C’est un défi constant pour nous tous, frères et sœurs, de mener notre vie dans la dépendance du Seigneur Jésus. En ce qui concerne les réunions en tant qu’assemblée, nous parlons volontiers de la direction du Saint Esprit qui doit avoir lieu. En fait, partout où le Seigneur Jésus est reconnu comme une autorité (malgré tous nos manquements humains), l’Esprit Saint guide le déroulement des réunions. Mais pour que cette direction de l’Esprit Saint puisse être une réalité dans les réunions, il faut d’abord qu’elle soit une réalité dans la vie personnelle de chacun de nous. En effet, la Parole de Dieu parle de la direction de l’Esprit avant tout en relation avec la vie personnelle des saints (Rom. 8, 14 ; Gal. 5, 18).

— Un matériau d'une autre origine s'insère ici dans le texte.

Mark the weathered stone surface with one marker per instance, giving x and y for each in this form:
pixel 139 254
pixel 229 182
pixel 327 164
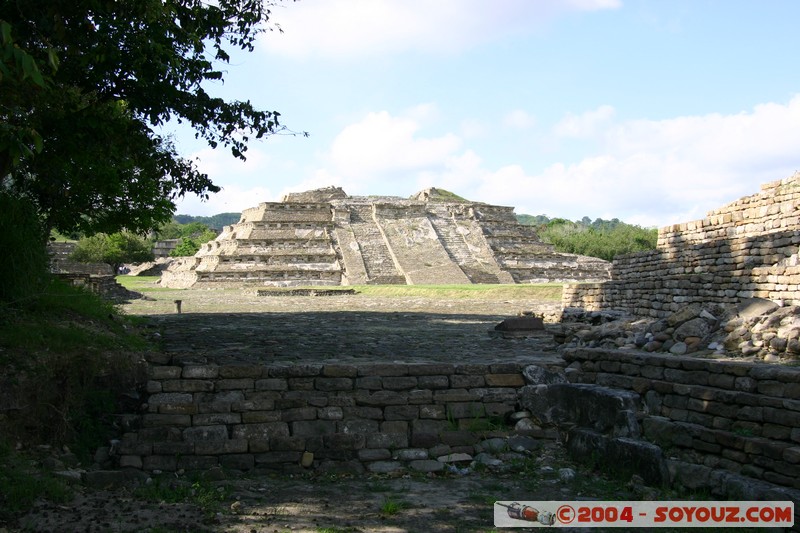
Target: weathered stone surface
pixel 378 240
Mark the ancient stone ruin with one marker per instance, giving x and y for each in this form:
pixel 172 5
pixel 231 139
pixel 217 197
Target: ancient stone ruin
pixel 729 284
pixel 325 237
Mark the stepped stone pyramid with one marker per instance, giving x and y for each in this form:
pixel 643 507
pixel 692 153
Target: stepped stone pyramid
pixel 325 237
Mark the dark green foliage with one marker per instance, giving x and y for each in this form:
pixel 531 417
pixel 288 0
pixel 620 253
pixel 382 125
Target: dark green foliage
pixel 24 268
pixel 64 355
pixel 115 249
pixel 215 222
pixel 191 235
pixel 601 238
pixel 85 84
pixel 189 245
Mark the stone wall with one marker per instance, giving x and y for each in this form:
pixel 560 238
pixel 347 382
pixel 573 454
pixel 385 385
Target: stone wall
pixel 711 418
pixel 378 418
pixel 746 249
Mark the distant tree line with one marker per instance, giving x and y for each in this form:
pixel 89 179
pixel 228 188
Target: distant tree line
pixel 122 247
pixel 215 222
pixel 599 238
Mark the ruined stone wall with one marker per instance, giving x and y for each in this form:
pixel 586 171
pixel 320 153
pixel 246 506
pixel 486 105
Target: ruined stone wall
pixel 707 416
pixel 378 418
pixel 746 249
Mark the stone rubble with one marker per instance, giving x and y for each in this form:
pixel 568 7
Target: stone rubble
pixel 755 328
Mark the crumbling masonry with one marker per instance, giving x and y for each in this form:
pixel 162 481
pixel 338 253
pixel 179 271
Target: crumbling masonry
pixel 325 237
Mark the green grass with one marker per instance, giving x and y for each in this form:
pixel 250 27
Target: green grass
pixel 21 484
pixel 143 284
pixel 63 353
pixel 543 291
pixel 392 506
pixel 200 493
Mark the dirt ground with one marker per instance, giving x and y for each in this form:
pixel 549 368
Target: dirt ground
pixel 237 324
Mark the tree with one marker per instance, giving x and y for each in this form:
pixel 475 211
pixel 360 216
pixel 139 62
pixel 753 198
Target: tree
pixel 115 249
pixel 78 136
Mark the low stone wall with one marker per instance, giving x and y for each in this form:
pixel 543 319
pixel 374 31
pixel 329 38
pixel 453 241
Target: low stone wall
pixel 707 415
pixel 378 418
pixel 746 249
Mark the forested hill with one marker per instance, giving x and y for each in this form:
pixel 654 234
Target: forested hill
pixel 215 222
pixel 601 238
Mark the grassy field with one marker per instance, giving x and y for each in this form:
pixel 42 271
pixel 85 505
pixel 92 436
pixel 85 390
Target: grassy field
pixel 543 292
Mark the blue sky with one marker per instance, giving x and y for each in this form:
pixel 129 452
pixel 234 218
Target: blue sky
pixel 653 112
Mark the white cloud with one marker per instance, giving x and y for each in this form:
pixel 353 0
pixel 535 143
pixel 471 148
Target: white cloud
pixel 519 119
pixel 358 28
pixel 584 125
pixel 659 172
pixel 651 173
pixel 232 198
pixel 383 143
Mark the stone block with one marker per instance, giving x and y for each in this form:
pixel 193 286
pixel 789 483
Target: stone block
pixel 238 461
pixel 426 465
pixel 358 426
pixel 458 438
pixel 205 433
pixel 436 412
pixel 165 463
pixel 433 382
pixel 424 440
pixel 474 369
pixel 299 413
pixel 240 371
pixel 259 417
pixel 306 384
pixel 401 412
pixel 376 454
pixel 339 371
pixel 260 431
pixel 271 458
pixel 455 395
pixel 334 384
pixel 381 398
pixel 383 370
pixel 234 384
pixel 173 448
pixel 504 380
pixel 394 426
pixel 164 372
pixel 187 385
pixel 154 420
pixel 286 443
pixel 388 441
pixel 385 467
pixel 272 384
pixel 295 371
pixel 178 409
pixel 410 454
pixel 211 419
pixel 466 381
pixel 200 372
pixel 372 413
pixel 311 428
pixel 399 382
pixel 369 383
pixel 420 396
pixel 330 413
pixel 221 447
pixel 344 441
pixel 434 369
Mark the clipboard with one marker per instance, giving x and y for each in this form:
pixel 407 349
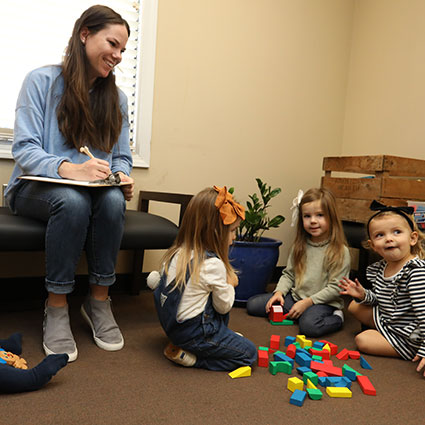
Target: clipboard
pixel 73 182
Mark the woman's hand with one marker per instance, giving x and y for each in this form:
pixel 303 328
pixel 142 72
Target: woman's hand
pixel 353 288
pixel 232 279
pixel 299 307
pixel 128 189
pixel 276 298
pixel 93 169
pixel 421 364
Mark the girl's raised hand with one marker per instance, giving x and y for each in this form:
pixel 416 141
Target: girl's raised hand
pixel 276 298
pixel 421 364
pixel 353 288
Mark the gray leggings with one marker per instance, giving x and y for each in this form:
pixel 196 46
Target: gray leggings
pixel 316 321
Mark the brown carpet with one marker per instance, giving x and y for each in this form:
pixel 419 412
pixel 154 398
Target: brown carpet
pixel 137 385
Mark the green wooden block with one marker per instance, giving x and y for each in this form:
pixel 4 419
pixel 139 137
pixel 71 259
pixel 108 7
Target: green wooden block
pixel 346 367
pixel 314 393
pixel 284 367
pixel 312 376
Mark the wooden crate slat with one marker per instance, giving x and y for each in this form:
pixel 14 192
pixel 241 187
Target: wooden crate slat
pixel 357 210
pixel 364 188
pixel 403 188
pixel 375 164
pixel 354 164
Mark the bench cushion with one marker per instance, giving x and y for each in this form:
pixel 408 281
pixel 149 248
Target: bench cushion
pixel 141 231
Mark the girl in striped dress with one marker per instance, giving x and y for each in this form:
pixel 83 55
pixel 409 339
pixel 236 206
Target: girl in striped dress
pixel 394 309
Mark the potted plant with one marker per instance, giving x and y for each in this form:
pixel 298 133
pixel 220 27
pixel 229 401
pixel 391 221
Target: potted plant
pixel 252 255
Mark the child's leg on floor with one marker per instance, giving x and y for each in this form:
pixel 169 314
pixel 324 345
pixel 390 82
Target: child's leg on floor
pixel 18 380
pixel 319 320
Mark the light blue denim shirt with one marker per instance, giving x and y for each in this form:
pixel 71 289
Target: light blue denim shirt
pixel 39 147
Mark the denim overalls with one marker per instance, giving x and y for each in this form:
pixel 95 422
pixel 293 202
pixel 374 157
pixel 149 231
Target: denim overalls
pixel 205 335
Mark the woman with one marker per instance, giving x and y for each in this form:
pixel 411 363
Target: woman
pixel 60 109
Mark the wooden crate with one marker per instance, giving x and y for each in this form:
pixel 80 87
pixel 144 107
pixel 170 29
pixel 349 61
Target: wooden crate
pixel 391 180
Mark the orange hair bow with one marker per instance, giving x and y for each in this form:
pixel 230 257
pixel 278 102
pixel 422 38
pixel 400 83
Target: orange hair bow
pixel 229 209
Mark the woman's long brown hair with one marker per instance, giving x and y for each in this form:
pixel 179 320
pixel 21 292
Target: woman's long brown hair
pixel 89 115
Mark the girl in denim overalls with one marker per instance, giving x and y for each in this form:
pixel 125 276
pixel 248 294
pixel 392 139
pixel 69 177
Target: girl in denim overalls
pixel 196 288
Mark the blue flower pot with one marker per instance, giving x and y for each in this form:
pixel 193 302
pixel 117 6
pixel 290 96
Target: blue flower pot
pixel 255 263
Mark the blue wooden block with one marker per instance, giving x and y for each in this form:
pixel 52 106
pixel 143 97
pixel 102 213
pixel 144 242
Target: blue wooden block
pixel 302 359
pixel 364 364
pixel 289 340
pixel 298 397
pixel 279 356
pixel 322 381
pixel 303 369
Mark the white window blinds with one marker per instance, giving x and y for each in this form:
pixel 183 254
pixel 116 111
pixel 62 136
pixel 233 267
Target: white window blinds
pixel 35 33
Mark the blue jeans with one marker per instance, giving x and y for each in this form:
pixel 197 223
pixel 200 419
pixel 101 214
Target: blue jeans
pixel 205 335
pixel 316 320
pixel 77 218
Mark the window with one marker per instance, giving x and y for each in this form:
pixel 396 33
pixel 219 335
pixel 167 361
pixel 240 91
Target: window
pixel 35 33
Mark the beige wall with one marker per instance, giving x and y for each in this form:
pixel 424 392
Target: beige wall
pixel 246 89
pixel 386 90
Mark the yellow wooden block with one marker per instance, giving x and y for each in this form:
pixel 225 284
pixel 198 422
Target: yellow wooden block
pixel 241 372
pixel 295 383
pixel 311 385
pixel 300 338
pixel 327 348
pixel 342 392
pixel 305 343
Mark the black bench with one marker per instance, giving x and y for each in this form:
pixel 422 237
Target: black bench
pixel 142 230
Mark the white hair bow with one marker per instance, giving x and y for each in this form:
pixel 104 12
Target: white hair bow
pixel 295 207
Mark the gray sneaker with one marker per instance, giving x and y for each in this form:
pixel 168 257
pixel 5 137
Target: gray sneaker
pixel 98 315
pixel 57 335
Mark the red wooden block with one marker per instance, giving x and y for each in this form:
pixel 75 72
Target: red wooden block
pixel 333 347
pixel 366 385
pixel 276 313
pixel 343 354
pixel 330 370
pixel 263 358
pixel 291 351
pixel 275 342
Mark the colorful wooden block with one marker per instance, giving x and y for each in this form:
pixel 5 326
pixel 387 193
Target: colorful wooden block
pixel 329 370
pixel 354 355
pixel 366 385
pixel 310 376
pixel 295 383
pixel 333 347
pixel 291 351
pixel 263 358
pixel 276 313
pixel 339 392
pixel 289 340
pixel 284 367
pixel 364 364
pixel 343 354
pixel 298 397
pixel 275 342
pixel 241 372
pixel 314 393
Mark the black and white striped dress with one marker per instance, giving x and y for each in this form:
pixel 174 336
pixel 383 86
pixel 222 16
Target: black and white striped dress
pixel 399 306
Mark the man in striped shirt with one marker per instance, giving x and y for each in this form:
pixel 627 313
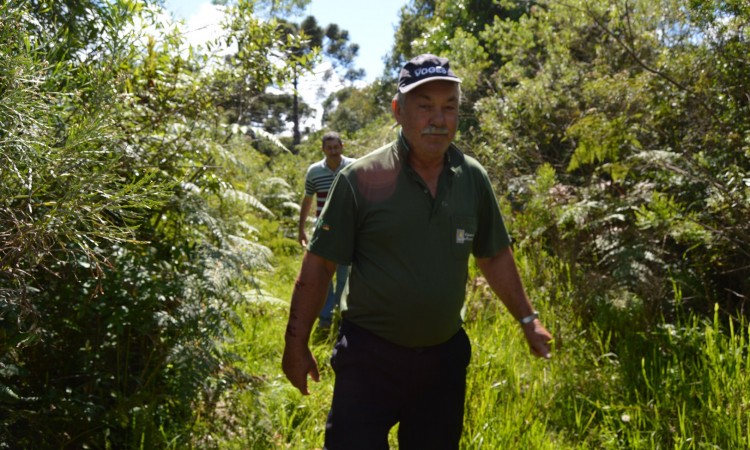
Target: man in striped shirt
pixel 318 181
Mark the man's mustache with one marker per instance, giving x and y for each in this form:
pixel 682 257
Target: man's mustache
pixel 435 130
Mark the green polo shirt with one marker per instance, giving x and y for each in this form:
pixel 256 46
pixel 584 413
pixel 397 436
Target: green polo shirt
pixel 408 251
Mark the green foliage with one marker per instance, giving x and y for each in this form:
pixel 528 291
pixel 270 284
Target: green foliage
pixel 126 245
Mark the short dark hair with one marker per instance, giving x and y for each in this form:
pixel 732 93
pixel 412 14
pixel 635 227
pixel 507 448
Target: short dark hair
pixel 331 136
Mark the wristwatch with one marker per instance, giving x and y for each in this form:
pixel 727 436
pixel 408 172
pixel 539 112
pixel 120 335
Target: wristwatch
pixel 530 318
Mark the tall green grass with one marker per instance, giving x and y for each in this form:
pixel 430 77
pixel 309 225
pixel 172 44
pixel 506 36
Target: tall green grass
pixel 682 385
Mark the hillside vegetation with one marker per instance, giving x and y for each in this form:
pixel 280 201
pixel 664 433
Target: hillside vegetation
pixel 148 208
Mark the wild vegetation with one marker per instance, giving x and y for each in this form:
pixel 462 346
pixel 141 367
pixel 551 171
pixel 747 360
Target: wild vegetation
pixel 148 208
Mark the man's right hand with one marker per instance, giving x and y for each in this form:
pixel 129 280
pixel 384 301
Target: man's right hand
pixel 297 363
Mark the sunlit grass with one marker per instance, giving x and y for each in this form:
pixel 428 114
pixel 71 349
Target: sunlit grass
pixel 680 386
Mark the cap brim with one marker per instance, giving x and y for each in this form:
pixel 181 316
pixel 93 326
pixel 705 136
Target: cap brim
pixel 408 88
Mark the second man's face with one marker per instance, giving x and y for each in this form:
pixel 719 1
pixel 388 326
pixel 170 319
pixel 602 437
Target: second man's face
pixel 429 117
pixel 332 148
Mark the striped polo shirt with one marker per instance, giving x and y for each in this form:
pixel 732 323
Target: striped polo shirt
pixel 319 179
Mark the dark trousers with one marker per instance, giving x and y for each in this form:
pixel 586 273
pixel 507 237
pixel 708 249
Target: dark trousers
pixel 379 384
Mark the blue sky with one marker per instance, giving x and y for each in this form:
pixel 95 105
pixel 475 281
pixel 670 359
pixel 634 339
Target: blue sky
pixel 371 24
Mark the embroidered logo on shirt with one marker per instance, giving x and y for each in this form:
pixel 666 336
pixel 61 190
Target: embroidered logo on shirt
pixel 463 236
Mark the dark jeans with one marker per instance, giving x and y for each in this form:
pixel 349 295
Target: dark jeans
pixel 379 384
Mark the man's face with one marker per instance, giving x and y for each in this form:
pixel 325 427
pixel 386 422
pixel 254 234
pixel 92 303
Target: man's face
pixel 332 149
pixel 429 117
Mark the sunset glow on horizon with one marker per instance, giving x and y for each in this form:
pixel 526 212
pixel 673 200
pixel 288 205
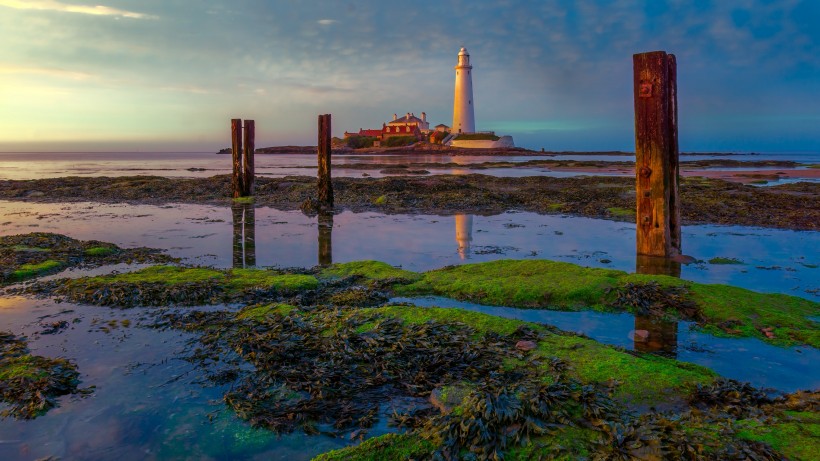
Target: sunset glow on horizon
pixel 163 74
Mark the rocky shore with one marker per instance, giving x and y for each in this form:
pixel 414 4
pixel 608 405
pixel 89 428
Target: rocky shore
pixel 704 201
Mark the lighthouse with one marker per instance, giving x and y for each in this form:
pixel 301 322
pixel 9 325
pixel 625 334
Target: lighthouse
pixel 463 115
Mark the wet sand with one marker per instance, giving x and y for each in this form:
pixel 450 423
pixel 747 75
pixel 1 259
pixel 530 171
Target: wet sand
pixel 704 201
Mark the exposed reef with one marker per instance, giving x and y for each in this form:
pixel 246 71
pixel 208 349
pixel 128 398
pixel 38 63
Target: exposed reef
pixel 30 255
pixel 703 201
pixel 30 384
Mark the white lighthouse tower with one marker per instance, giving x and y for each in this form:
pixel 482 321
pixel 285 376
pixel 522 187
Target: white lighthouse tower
pixel 463 115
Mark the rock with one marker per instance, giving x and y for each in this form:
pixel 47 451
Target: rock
pixel 445 398
pixel 526 345
pixel 640 335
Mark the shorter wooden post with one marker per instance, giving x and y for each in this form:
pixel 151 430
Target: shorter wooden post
pixel 247 159
pixel 656 154
pixel 236 147
pixel 324 186
pixel 236 215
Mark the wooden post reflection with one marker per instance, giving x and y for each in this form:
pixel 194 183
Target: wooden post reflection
pixel 655 335
pixel 657 265
pixel 652 334
pixel 325 239
pixel 244 235
pixel 464 234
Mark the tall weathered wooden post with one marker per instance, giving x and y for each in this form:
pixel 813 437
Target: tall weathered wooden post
pixel 242 177
pixel 247 159
pixel 236 153
pixel 656 154
pixel 324 186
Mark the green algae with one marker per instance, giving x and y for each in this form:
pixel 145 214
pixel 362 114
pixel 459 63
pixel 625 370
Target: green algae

Lorsque nous regardons les hommes de la Bible qui se sont laissés conduire par l’Esprit de Dieu, nous remarquons qu’ils attendaient la direction de Dieu. Dans les réunions, c’est donc un bon principe pour nous frères, de nous attendre les uns les autres et surtout d’attendre la direction du Saint Esprit. Il ne s’agit pas de proposer un cantique parce qu’il « me plait bien » ou parce qu’il « convient bien ». Peut-être qu’il convient bien, mais ce n’est pas le bon moment – certains frères ont fait l’expérience que le cantique qu’ils avaient à cœur « convenait encore mieux » après qu’un passage de la Bible a été lu ou après une prière.

Nous devons être conscients qu’il n’y a pas de « recette miracle » pour le déroulement des réunions. Tout doit se passer sous la direction du Seigneur Jésus, pour sa gloire et pour l’édification des frères et sœurs. Néanmoins, en tant que jeunes frères, ne restons pas silencieux, mais soyons conscients de nos responsabilités : « Je veux que les hommes prient maintenant en tout lieu » (1 Tim 2, 8). La participation active commence généralement par la prière lors des réunions. Mais indiquer un verset de cantique, un cantique ou même avec le temps faire une (courte) lecture sont dans notre domaine de responsabilité, à nous les (jeunes) frères. Il peut arriver que nous soyons « à côté de la plaque » et que nos frères aînés nous corrigent (et espérons qu’ils le fassent !). Acceptons volontiers cela. De telles expériences nous rapprochent du Seigneur.

Souvenez-vous (jeunes) sœurs : Sans vos prières et votre communion personnelle avec le Seigneur Jésus, le service public des frères dans les réunions n’est possible qu’avec de grandes restrictions. Si nous voulons nous réunir « en assemblée » autour Seigneur Jésus et nous laisser guider par Lui seul, vous les sœurs, vous êtes indiscutablement inclues.

Conclusion

Comme cet article n’a pu donner que quelques brèves réflexions, reprenons la pensée centrale en conclusion : Tout dépend de l’attitude du cœur ! En tant que jeunes frères et sœurs, nous voulons être de tout cœur là où le Seigneur Jésus a promis sa présence ; en ce lieu, tout doit être soumis à son autorité. C’est dans cette attitude de dépendance et d’humilité, qu’il peut alors utiliser les frères pour sa gloire, comme étant « la bouche de l’assemblée ».